Python node: add code to your flow

Admin · November 14, 2024, 7:29am

In Scade, users have the option to incorporate Python code into their workflows it helps to:

Enhance flexibility by introducing custom scripts and models.
Manage data efficiently, from retrieval to preprocessing, before using it in the workflow.
Optimize resources, potentially saving credits by handling data processing and other computationally expensive tasks in Python.

The node Python Async Function allows you to run Python scripts within your Scade flows.
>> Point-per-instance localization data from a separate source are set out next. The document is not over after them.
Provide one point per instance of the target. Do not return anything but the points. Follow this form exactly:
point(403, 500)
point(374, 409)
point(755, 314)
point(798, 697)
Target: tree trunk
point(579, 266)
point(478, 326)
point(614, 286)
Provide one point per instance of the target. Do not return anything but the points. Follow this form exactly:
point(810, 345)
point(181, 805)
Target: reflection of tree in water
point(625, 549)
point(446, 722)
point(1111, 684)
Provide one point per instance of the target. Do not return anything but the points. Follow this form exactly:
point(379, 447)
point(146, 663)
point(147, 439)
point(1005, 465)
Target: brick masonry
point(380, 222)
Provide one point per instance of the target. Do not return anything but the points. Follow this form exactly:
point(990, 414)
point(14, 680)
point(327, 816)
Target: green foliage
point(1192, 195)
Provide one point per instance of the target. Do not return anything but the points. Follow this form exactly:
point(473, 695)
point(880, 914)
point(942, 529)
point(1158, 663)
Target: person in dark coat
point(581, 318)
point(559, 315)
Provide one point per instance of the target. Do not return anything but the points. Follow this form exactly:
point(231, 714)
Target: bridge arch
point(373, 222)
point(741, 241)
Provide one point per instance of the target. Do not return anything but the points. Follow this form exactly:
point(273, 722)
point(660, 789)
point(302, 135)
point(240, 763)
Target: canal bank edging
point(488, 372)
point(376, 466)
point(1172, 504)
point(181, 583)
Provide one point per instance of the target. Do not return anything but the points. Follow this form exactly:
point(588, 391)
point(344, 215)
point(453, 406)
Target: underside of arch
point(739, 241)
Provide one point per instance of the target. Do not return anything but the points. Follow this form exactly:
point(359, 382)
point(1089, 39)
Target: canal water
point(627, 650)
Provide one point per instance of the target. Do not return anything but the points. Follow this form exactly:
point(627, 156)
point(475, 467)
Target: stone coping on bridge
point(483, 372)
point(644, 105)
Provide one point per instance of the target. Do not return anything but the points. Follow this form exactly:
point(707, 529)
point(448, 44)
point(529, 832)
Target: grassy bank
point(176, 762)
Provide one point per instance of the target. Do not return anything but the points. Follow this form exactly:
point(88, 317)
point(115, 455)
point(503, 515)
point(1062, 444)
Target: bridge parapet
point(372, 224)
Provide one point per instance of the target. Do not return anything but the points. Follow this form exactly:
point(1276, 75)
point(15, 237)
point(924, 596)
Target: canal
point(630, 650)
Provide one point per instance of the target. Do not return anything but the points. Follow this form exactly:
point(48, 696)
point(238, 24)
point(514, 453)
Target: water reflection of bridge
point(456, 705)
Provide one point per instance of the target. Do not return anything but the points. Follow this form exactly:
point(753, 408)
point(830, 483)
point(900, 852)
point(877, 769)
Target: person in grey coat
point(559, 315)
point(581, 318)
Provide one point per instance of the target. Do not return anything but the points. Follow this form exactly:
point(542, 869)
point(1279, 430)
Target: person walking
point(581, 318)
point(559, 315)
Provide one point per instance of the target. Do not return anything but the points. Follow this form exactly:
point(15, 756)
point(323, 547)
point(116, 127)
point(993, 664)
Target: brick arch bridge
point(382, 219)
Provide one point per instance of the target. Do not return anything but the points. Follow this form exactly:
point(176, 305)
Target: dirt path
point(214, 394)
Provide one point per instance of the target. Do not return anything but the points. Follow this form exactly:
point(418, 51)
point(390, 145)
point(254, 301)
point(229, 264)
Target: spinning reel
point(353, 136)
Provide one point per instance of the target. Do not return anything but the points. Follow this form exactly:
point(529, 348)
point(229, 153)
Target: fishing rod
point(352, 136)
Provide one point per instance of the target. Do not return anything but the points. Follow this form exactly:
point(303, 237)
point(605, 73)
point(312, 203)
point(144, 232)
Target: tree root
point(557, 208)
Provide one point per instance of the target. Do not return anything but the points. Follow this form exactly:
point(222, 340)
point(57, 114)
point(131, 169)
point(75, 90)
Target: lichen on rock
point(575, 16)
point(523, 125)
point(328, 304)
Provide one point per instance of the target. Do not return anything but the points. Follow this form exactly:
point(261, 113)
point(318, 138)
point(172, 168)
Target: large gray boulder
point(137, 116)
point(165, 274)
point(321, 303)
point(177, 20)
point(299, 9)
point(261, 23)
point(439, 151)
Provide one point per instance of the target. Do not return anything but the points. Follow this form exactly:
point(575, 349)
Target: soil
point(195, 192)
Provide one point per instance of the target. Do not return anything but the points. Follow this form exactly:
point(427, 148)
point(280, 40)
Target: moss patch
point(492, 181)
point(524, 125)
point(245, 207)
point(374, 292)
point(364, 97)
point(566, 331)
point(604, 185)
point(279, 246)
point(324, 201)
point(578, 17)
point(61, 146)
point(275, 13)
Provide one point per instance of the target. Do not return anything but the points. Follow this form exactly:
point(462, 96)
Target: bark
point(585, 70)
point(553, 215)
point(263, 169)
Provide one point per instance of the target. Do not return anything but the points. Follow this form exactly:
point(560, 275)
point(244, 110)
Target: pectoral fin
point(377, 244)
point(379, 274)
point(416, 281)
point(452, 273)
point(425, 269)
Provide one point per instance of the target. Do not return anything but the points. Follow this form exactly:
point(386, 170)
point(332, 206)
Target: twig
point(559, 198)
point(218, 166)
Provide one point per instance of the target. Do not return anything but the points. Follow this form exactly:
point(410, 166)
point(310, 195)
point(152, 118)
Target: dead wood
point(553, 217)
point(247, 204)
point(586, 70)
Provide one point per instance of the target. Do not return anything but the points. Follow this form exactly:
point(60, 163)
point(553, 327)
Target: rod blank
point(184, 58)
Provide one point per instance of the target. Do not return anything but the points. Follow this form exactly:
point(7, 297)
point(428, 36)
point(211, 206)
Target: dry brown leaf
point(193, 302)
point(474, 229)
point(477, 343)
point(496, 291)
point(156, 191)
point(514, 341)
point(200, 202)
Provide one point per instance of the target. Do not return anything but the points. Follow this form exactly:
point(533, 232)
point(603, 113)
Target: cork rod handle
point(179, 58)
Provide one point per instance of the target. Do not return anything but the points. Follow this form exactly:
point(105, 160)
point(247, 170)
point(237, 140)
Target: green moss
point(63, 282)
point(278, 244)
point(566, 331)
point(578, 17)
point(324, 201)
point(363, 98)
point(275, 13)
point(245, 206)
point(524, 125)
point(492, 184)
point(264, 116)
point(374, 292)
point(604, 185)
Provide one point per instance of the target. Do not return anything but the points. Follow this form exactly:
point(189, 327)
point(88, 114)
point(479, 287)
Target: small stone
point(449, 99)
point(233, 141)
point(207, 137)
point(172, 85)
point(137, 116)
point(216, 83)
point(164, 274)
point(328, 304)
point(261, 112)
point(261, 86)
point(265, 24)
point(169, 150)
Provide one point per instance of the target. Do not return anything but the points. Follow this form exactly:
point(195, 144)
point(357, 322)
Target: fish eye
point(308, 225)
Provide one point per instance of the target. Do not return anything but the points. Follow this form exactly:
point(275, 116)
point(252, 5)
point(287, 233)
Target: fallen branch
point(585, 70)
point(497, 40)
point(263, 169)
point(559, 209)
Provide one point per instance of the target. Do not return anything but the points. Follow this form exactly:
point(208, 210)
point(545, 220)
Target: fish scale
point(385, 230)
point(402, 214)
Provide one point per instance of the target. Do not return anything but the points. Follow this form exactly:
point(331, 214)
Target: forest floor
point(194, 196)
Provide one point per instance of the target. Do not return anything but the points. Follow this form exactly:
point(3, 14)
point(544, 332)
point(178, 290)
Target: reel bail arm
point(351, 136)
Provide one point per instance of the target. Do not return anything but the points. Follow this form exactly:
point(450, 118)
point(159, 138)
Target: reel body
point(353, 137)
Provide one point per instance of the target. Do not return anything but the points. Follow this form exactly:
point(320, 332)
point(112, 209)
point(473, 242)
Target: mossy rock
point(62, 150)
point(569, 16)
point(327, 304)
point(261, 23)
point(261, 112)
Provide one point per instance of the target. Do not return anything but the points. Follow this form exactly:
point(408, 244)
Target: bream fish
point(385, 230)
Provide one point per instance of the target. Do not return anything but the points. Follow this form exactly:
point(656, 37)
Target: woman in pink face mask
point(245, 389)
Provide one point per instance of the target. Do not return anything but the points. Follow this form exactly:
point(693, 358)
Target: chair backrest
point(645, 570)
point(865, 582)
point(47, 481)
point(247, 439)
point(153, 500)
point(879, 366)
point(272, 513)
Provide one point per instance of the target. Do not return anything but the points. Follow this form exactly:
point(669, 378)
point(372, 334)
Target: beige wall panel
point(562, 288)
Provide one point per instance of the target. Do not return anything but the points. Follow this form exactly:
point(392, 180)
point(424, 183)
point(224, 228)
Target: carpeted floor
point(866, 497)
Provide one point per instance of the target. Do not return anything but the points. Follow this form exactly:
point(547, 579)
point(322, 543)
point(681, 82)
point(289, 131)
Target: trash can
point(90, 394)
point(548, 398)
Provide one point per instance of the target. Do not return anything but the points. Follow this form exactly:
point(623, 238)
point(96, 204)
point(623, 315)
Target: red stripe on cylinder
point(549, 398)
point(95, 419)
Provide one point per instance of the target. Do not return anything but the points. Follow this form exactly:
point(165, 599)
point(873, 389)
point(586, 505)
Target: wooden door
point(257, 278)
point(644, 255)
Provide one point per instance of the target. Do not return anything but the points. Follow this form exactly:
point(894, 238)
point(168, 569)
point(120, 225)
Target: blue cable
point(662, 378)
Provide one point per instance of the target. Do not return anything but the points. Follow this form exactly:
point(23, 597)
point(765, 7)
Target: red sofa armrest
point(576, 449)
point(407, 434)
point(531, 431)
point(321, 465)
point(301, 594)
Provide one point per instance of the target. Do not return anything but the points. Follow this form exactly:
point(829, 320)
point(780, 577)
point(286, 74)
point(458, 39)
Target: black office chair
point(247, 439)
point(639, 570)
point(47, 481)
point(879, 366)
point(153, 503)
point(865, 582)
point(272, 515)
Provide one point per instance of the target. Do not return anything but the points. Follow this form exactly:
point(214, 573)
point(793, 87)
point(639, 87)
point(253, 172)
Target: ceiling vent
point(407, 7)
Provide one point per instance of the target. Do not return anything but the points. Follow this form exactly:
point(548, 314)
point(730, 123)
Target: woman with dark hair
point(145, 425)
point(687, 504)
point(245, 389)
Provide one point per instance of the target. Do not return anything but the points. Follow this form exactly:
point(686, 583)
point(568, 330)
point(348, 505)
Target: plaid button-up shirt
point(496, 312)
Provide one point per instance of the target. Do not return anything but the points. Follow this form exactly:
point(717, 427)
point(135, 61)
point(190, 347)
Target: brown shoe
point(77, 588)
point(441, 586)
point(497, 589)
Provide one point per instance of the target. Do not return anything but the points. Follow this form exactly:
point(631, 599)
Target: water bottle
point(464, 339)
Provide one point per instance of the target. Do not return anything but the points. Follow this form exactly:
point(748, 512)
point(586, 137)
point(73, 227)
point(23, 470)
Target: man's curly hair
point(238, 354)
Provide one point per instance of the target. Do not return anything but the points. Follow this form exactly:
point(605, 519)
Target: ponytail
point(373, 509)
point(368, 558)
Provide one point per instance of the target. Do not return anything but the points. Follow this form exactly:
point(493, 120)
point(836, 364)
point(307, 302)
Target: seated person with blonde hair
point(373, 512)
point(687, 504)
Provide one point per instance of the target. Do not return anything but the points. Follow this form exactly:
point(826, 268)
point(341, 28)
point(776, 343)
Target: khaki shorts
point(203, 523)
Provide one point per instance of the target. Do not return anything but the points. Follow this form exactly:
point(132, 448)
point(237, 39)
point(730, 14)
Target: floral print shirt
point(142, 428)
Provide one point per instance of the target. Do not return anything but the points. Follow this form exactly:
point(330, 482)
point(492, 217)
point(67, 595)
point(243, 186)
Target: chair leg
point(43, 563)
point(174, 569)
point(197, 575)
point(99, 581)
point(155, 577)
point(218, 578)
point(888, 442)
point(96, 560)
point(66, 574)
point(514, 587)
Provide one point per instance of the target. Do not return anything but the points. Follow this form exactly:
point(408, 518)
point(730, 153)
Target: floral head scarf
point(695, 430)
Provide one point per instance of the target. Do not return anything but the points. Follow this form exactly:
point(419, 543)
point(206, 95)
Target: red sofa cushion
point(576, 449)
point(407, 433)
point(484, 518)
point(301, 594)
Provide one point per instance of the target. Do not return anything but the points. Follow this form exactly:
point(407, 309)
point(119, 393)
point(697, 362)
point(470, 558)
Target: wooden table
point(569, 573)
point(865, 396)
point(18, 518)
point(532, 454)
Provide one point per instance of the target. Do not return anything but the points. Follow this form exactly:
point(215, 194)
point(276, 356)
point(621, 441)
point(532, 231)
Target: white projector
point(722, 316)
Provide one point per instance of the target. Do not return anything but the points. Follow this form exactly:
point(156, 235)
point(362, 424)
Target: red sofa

It comes with a pre-filled code example to help you get started.

To use this node effectively in this setup, you need to follow some essential guidelines:

Function Definition: You must define a function called main(context).

`def main(context):`

`async def main(context):`

`def main(context, *args, **kwargs):`

`async def main(context, *args, **kwargs):`

Yield Statement: The function should end with a yield statement.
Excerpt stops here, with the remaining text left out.